「血の家」 五雫
「----それでは、私は、これにて-----」
「ガチャッ」
近藤は、部屋の中にいる一族の人間に背を向けると
扉を開け部屋から出て行く------
「・・・・」
後に残された叶生野家の者、
そして征四郎は、尚佐が残した遺言に
口を開かず、その場に立ち尽くしている
「・・・・」
「・・・・・」
「・・・・」
「-----------、」
「ガタッ」
「明人------、」
しばらく、沈黙が続いた後、
叶生野の三男である、明人が
椅子から立ち上がる
「・・・・」
"コッ コッ コッ コッ------"
「お、おい、」
「---------、」
「ガチャッ」
明人は、何も言わずに部屋の扉を開け
そのまま部屋を出て行く
「な、ど、どうしたんだ、
明人のヤツ-------、」
「----多分、"征佐"さんを
探しにいったんじゃない----?」
「・・・・!」
「そ、そうか-----!」
「ガタッ」
「・・・・!」
慌てて、部屋の中にいた
正之、尤光、雅が椅子から立ち上がり
明人に合わせる様に部屋の外へと出て行く
「ガタッ」
「ガタタタッ」
"タッ タッ タッ タッ-----"
四人が部屋から出て行くと
部屋の中に善波、そして
征四郎だけが取り残される-----
「何だ!? アイツら!?」
「----"征佐"の所在を見つける事ができれば
その征佐を見つけた者は、
次の"御代"になれる--------」
「征佐を?」
善波は、今までの話を聞いていなかったのか
征四郎に向けて驚いた様な表情を見せる
「ほら、さっきの----」
「ああ、征佐は、
この、叶生野荘にいるって------」
征四郎が言葉を継ぎ足す
「そう考えれば、他の一族の者を出し抜いて
征佐と話す事ができれば
その人間は次の御代になれる
可能性がある------」
「-----そうか。

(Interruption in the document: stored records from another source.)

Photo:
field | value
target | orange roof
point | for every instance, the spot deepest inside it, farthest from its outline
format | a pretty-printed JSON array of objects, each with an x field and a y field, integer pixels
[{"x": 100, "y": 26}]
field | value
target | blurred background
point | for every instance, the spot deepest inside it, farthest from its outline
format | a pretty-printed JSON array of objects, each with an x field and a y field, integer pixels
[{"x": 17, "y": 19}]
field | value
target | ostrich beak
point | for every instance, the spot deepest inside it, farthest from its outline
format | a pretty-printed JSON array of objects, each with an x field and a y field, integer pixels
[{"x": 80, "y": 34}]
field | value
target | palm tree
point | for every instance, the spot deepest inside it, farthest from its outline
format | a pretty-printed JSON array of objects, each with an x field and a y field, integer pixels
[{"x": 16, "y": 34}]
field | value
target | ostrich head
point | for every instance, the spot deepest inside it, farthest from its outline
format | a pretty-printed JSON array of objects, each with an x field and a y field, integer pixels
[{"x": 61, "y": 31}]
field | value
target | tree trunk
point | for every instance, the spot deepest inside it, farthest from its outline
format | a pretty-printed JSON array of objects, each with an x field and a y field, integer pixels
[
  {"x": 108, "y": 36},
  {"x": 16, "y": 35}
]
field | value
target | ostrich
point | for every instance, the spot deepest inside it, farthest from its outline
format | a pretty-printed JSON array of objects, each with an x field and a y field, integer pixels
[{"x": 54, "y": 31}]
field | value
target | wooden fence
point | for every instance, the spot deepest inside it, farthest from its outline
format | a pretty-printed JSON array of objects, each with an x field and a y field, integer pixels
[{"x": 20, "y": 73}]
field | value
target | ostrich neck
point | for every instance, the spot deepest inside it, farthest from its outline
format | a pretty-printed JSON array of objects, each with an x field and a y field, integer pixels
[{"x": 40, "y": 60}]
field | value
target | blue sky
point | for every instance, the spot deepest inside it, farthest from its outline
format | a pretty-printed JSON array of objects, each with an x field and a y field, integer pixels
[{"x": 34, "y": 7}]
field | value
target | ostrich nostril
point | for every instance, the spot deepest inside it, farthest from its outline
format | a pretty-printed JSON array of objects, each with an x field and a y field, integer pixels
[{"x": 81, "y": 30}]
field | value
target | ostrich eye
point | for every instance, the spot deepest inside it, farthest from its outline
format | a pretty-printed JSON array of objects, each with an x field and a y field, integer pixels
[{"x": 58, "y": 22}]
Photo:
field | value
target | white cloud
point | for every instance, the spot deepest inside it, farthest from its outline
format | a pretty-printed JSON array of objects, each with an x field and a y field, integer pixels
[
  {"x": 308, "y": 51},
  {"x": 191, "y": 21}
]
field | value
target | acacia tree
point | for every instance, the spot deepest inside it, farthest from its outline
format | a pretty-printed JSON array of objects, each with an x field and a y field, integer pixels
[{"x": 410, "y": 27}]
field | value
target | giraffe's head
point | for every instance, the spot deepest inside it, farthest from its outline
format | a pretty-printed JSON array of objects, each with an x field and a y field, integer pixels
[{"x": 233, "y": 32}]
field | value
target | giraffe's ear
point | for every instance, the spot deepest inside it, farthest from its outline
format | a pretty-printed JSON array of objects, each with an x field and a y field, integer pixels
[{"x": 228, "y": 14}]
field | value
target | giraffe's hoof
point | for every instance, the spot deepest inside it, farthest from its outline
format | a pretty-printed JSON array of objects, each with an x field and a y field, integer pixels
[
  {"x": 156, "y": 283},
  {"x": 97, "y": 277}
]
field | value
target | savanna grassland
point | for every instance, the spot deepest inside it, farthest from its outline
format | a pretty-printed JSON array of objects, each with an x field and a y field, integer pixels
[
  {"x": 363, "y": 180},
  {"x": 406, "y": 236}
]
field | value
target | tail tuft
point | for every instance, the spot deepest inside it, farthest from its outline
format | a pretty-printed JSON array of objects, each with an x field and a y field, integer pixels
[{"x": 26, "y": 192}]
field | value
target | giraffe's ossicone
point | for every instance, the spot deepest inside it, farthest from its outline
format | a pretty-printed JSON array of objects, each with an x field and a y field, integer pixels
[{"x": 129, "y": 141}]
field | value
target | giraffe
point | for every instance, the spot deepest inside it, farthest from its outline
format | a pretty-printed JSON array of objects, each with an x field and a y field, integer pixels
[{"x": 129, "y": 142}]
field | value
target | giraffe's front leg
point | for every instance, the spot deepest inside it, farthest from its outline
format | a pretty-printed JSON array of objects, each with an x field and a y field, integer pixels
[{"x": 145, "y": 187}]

」
「(---------、)」
"ダッ ダッ ダッ ダッ....
「ガチャ」
「おい! 押すな!」
「----------、」
「(-------"御代"か....)」
扉から出て行く
尤光、正之、明人、雅の後姿を見ながら
征四郎は、"征佐"、
そして、御代の事を考えていた-----。